Dieser Beitrag wurde 1.977 mal aufgerufen

Über den Geschmack des Glaubens

„Fusion“ ist das Zauberwort. Die viel beschworene Fusionsküche ist vielfältig und leicht, schmackhaft und bekömmlich. Die thailändische Küche ist das Paradebeispiel: Inspiriert vom Besten, was die Küchen anderer Nationen zu bieten haben, kombiniert und veredelt sie diese Einflüsse zu etwas Neuem und Eigenem, das kulinarisch Weltruf genießt. Eine echte Thai-Mahlzeit ist immer auch Fusion in der Zusammenstellung – eine Kombination aus süßen und sauren, salzigen und scharfen Speisen auf dem Tisch garantiert, dass das Geschmackserlebnis rund und bekömmlich ist.

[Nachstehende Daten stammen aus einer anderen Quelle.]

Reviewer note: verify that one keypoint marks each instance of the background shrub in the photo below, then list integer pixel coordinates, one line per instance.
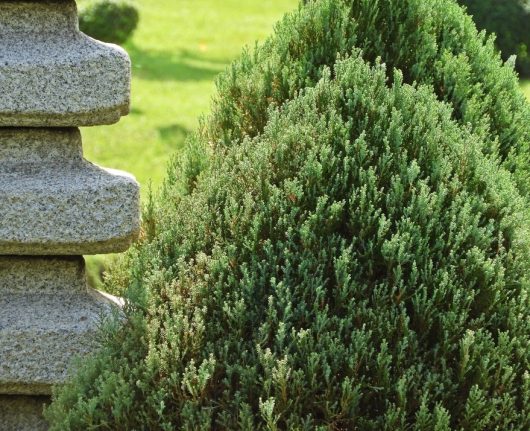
(112, 21)
(510, 21)
(351, 255)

„Fusion“ – das ist auch das Thema der biblischen Jahreslosung für das Jahr 2015: „Nehmt einander an, wie Christus euch angenommen hat zu Gottes Lob“ (Römer 15,7). Sein Wort richtet der Apostel Paulus in diesem Fall an die aus sehr unterschiedlichen Mitgliedern zusammengesetzte christliche Gemeinde in Rom. Von Sklaven über wohlhabende Händler oder reiche Witwen war dort alles dabei. Nehmt einander an – das heißt: Akzeptiert einander so wie ihr seid, auch mit dem, was euch am anderen nicht schmeckt. Was Euch auf die Nerven geht, vielleicht sogar abstößt. Was euch fremd oder unverständlich ist – und womöglich bleiben wird. Und nehmt euch einander an –also: seid füreinander da, je nachdem wie es der oder die andere braucht.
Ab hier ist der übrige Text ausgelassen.